Frustrated with seeing the largest street protests since Vietnam marginalized by the mainstream media and dismissed by the president as a "focus group," thousands of antiwar youth are targeting this Achilles' heel of the neocon master plan.

"We think counter-recruitment is the smartest way to intervene with the war in Iraq," John Sellers, founder of the Ruckus Society, told me. "Until Rumsfeld's robot army is up and running, they're going to need young men and women to fight. We feel the most effective strategy is to support the youth who are questioning our nation's values and resisting war for resources."

Ruckus has teamed up with Code Pink, the League of Independent Voters and other antiwar groups, to create, an organizing hub for counter-recruiting actions. Later this summer, the group is organizing counter-recruiting training camps in five cities for a major campaign on campuses across the country this fall.

Earlier this year, the brains behind the popular Punk Voter CD launched A little known provision in the No Child Left Behind Act requires high schools that receive federal funding to provide dossiers on students to recruiters. But students can opt out of the program by getting their parents to sign a simple form. offers the form in a downloadable PDF.

Recruiters have proven easy targets because they're liars. As fewer and fewer young Americans decide to trade in their PlayStations for the ultimate first-person shooter game, recruiters have become desperate. They promise funds for college that don't exist. They tell potential recruits they won't end up in Iraq. They even break the law.

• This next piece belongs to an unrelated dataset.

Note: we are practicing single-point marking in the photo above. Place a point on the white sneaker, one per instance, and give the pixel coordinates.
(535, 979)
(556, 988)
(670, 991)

Recruiters in Houston were recently busted for offering to help a potential recruit cheat on his drug test. In Indiana, recruiters allegedly forged physicals. In Seattle, a quiet, rule-abiding 18-year old reported being virtually kidnapped by a team of recruiters and held over night before agreeing to enlist. His mother had to hire a lawyer to get him out of the contract.

It got so bad that the Pentagon had to call for a one-day halt of all recruiting activities around the country so recruiters could take a special training course on how not to break the law. Shortly after, the Army announced it was lowering standards for criminal records, mental health, intelligence, even the length of enlistment. They're considering offering up to a $40,000 signing bonus.

Scared attacking U.S. military recruiting efforts might seem "unpatriotic"?

According to a recent poll, a majority of Americans have finally come to the realization that the war in Iraq wasn't just a diversion from the real war on terror -- it is now actually making us less safe.

The invasion and occupation of Iraq has been a boon for jihadist recruiters from Leeds to Lahore to Fallujah. It's time to stop our recruiters from helping theirs.